Off the Chain

Mike Daisey gives our columnist a lap dance.

When I first met Mike Daisey in 1998, he gave me a lap dance. It wasn’t a pleasant experience.

I’m pretty sure he didn’t realize I was a reviewer, there to critique his first solo show in Seattle, Wasting Your Breath; he was just picking some poor sucker in the audience to writhe his considerable frame against as he recalled an unfortunate moment during the cross-country road trip that took him from a pregnant girlfriend on the East Coast to a new life in Seattle.

But I don’t think it would have slowed him down even if he had known. Daisey’s outstanding quality as a performer is his fearlessness, as demonstrated by Stories From the Atlantic Night Cafe, which he’s bringing to Seattle for one night only at the Capitol Hill Arts Center on Sunday, Feb. 4. It takes guts to do a solo show. But it takes a deep foolhardiness to draw up an outline for a story only an hour before curtain, then use that as the guideline for an evening of extemporaneous entertainment.

What Daisey does is almost singular, and you can hear him squirm with every attempt to give it a title. The worst might be “storyteller”: “It always makes me think of Renaissance fairs,” he muses, “with people drinking mead in crushed velvet.” But solo performer and monologuist don’t find much favor, either. “Ideally, you want to get people past a discussion of what you’re doing so that they’re just listening,” he says.

Daisey was born in New Jersey, raised in Maine, but grew up as an artist in Seattle. He ran the sketch comedy group Up in Your Grill for a couple of years, and helped to found the annual Seattle Sketch Fest.
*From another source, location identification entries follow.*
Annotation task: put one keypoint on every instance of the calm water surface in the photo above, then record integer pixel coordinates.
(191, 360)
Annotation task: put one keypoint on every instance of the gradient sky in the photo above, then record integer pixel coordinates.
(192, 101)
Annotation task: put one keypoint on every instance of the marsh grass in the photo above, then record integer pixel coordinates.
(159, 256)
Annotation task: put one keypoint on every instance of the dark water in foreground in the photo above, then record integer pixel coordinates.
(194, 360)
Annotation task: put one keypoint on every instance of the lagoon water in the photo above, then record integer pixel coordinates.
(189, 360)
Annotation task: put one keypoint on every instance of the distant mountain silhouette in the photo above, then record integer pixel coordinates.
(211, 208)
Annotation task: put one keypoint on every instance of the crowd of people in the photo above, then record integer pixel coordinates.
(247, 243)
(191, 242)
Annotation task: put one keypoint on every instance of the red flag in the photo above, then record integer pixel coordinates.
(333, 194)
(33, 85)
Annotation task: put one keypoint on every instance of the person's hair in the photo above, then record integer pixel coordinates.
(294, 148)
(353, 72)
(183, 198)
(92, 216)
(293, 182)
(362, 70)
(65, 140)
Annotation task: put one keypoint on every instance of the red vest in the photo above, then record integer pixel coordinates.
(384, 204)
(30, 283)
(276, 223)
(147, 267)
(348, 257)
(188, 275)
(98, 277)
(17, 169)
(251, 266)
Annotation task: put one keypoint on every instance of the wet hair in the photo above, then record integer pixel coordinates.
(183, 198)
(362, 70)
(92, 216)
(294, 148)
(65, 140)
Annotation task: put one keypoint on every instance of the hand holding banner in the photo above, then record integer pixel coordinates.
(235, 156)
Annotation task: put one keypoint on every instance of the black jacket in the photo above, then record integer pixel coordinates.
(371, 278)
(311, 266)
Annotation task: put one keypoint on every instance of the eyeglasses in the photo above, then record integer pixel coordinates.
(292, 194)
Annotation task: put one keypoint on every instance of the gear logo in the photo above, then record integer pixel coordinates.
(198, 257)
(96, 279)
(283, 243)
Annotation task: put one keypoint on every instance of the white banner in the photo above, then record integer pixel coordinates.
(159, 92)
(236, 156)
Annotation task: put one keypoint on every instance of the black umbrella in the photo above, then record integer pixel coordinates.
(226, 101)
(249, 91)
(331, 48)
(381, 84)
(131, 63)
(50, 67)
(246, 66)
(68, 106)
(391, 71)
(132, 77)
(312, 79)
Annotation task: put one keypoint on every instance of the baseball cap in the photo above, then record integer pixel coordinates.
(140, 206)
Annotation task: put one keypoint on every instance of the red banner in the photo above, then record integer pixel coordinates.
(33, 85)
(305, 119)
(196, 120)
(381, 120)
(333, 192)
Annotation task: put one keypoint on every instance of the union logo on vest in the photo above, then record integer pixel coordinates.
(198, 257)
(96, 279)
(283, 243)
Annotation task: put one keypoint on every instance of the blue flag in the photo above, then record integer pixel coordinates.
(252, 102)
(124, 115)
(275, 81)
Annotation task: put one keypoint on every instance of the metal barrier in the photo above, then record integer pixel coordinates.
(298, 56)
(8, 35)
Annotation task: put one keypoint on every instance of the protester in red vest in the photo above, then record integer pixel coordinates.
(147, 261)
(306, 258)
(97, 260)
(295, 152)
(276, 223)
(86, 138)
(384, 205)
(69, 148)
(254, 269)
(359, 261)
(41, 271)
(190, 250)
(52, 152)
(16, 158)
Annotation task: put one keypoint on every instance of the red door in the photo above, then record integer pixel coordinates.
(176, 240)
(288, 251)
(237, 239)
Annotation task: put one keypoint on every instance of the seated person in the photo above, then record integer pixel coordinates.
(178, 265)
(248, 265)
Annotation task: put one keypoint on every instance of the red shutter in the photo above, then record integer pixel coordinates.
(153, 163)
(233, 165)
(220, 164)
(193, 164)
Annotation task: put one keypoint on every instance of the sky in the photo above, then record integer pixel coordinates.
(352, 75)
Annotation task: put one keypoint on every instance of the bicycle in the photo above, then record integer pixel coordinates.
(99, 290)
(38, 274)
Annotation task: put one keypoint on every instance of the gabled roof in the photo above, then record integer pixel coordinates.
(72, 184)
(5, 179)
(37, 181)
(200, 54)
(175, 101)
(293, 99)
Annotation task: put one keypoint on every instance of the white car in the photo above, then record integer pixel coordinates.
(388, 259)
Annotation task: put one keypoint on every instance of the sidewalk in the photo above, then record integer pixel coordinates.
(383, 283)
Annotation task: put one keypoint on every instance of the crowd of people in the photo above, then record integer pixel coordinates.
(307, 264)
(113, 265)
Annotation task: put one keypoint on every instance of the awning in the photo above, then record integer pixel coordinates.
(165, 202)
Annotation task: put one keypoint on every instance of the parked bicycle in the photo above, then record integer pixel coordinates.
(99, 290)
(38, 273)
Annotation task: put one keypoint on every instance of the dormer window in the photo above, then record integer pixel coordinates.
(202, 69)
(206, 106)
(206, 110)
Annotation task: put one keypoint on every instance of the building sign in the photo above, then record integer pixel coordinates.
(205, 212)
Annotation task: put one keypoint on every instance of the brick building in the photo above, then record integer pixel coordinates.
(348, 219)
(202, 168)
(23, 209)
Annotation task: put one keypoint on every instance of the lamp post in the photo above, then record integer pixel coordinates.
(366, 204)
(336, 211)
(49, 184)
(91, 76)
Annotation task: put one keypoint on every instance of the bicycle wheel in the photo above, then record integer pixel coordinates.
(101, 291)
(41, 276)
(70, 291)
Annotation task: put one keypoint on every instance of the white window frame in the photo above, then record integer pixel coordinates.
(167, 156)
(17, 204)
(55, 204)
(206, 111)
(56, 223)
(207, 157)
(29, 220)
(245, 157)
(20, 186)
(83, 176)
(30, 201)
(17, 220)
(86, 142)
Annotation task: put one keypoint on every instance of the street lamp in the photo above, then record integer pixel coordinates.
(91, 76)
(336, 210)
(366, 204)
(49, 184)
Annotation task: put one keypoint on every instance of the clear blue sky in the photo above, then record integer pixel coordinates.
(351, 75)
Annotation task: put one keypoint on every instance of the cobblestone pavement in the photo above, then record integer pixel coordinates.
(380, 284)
He worked with several fringe companies including Open Circle and Printer’s Devil. And he did humorous and original solo shows in small black boxes, each a deft slice of autobiography. His second piece, I Miss the Cold War, chronicled his romance with le Carré spy tales, the former Eastern bloc, and the woman who became his wife.

Then he enjoyed one of those astonishing moments of luck that only those with quick wits can take full advantage of. He’d put together a show about his experience working for Amazon.com, and the week the show opened, Amazon had its first well-publicized downturn, a series of lay-offs. Suddenly everyone from The Wall Street Journal to the BBC wanted to talk to a disgruntled Amazon employee, and here was Daisey, with 21 Dog Years: Doing Time at Amazon.com, ready to go. Daisey ran the show at the Speakeasy Backroom for several months, then got the opportunity to take it for a professional off-Broadway run at the Cherry Lane Theatre in New York, which is where he’s lived since 2001.

Daisey says Seattle gave him some hard schooling in self-promotion that’s been helpful ever since. “It’s so comfortable out here. You’ve got your favorite coffee shop, and it’s next door to your favorite bookstore, and down the block is your favorite independent cinema, or you can go hiking, or just go home to your cozy sofa and your DVDs. In New York, people are used to going out to see theater. The whole time I was in Seattle, I felt like I was always yanking people out of their couches, going, ‘Come on! Live theater! Come watch!'”

Night Cafe, improvisational and unrefined, has the air of a stunt, but that’s part of why he enjoys doing it. “It’s immediate, and I don’t figure out where the story’s going much before the audience does. Sometimes I think they get there before me. It’s very strange.” Developing the form, which he premiered in New York a couple years ago at P.S. 122, solved a major artistic problem. “I’d just finished 21 Dog Years and was trying to think where my next piece was coming from. I was getting to the point autobiographical monologuists get to, asking: ‘Will I have to live a crazier and crazier life to make good material?'”

So to force himself to seek out personal stories, he decided to create and perform a new piece every week for several weeks, focused on the events of the prior week. “If you change the lenses you use, you realize that life is infinitely full of stories,” he says. “It’s the challenge of every person’s life to make their own lives compelling, so you aren’t bored with yourself.”